As we’ve written, Uber, the popular app-based car service, has been on the antitrust defensive, facing allegations that its algorithm for calculating prices restricts price competition. In Wallen v. St. Louis Metropolitan Taxicab Commission, No. 15-cv-01432 (E.D. Mo.), however, it’s on offense, joining forces with some of its riders and drivers in a claim that the St. Louis Metropolitan Taxicab Commission’s refusal to allow it and other ridesharing companies to operate in St. Louis is an antitrust violation. The plaintiffs allege that the Commission, composed of active market participants, is precluding competition by denying ridesharing services the ability to operate. The complaint also names as defendants the cab companies with which the Commission’s members are affiliated. The Commission and its members moved to dismiss on the basis that they are immune from antitrust liability, and the cab companies moved to dismiss for failure to state a claim. On October 7, 2016, the court denied the Commission defendants’ motion to dismiss and granted the cab companies motion to dismiss, with leave to replead.
To receive antitrust immunity, the Commission, as a local or “sub-state” governmental entity, had to show that the challenged regulations were undertaken pursuant to a “clearly articulated and affirmatively expressed state policy to displace competition” under FTC v. Phoebe Putney Health System, Inc., 133 S. Ct. 1003 (2013).
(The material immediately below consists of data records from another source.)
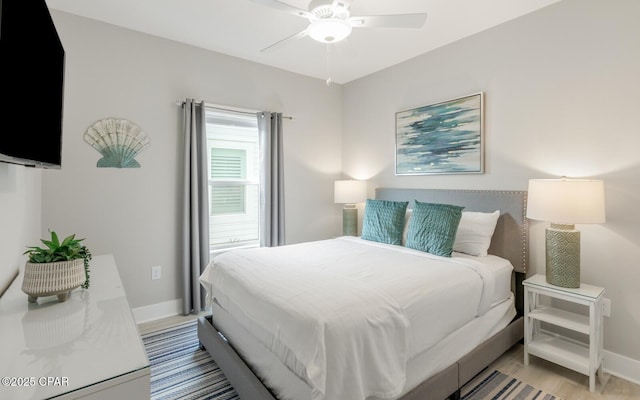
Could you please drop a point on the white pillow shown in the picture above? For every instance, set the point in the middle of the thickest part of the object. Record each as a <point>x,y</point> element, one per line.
<point>475,231</point>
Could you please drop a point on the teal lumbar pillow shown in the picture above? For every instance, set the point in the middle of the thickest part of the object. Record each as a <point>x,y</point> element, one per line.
<point>432,228</point>
<point>384,221</point>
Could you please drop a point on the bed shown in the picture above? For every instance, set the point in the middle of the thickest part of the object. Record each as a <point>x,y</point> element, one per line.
<point>331,320</point>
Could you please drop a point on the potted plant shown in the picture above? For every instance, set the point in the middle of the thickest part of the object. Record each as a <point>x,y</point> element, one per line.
<point>56,269</point>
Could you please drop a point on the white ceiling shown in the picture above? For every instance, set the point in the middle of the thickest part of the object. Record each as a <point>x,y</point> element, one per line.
<point>241,28</point>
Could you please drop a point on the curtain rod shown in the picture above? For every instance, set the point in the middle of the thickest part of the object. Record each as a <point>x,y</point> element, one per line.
<point>226,108</point>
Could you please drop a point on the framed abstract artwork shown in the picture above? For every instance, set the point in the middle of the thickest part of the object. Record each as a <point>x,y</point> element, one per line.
<point>441,138</point>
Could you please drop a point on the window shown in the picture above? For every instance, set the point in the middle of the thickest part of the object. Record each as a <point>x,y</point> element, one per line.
<point>234,175</point>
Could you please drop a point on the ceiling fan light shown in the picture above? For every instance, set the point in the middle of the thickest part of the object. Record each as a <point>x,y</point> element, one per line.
<point>329,30</point>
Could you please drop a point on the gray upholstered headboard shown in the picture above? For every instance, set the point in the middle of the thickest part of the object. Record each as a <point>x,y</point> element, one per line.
<point>511,237</point>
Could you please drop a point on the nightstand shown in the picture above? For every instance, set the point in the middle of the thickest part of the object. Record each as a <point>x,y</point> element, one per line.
<point>557,348</point>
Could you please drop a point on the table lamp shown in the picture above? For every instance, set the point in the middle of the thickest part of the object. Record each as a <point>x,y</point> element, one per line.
<point>565,202</point>
<point>350,192</point>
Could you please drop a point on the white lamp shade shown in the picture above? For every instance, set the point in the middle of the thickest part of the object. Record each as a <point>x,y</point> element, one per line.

The Commission relied on provisions of Missouri state law that empower it to “exercis[e] primary authority over the provision of licensing, control and regulations of taxicab services” and to “[a]dopt a taxicab code to license and regulate taxicab companies and individual taxicabs.” It argued that these broad recitations of its powers and authority to regulate the industry amounted to a clear state policy to allow it to make decisions that regulate competition.
The court disagreed, finding that the statutory framework permitted the Commission to “regulate and oversee vehicles for hire to ensure public safety standards and maintain the integrity of the public transportation system,” not to exclude competitors from the taxicab market. The Court did dismiss claims against cab companies, holding that the business entities are not liable for the actions of their owners and managers who are members of the Commission, but granted leave to amend the complaint to more fully set forth allegations of agency or vicarious liability.
This case highlights the differing approaches that courts have recently taken in applying the “clear articulation” test to state policies that permit broad regulation of a given industry. For example, In re Processed Egg Products, No. 08-md-2002 (E.D. Pa. Sept. 12, 2016), found that a broad regulation of the health standards for raising hens amounted to a clear articulation of a state policy to allow a state agency to reduce competition. And, taking another approach, the court in SolarCity Corp. v. Salt River Project Agricultural Improvement & Power District, No. 15-cv-00374 (D. Ariz. Oct. 27, 2015), found that the question whether Arizona had clearly articulated a policy permitting local agencies to engage in anticompetitive conduct was a question of fact, not law. Courts will continue to face this question as antitrust challenges to state and local regulatory regimes mount.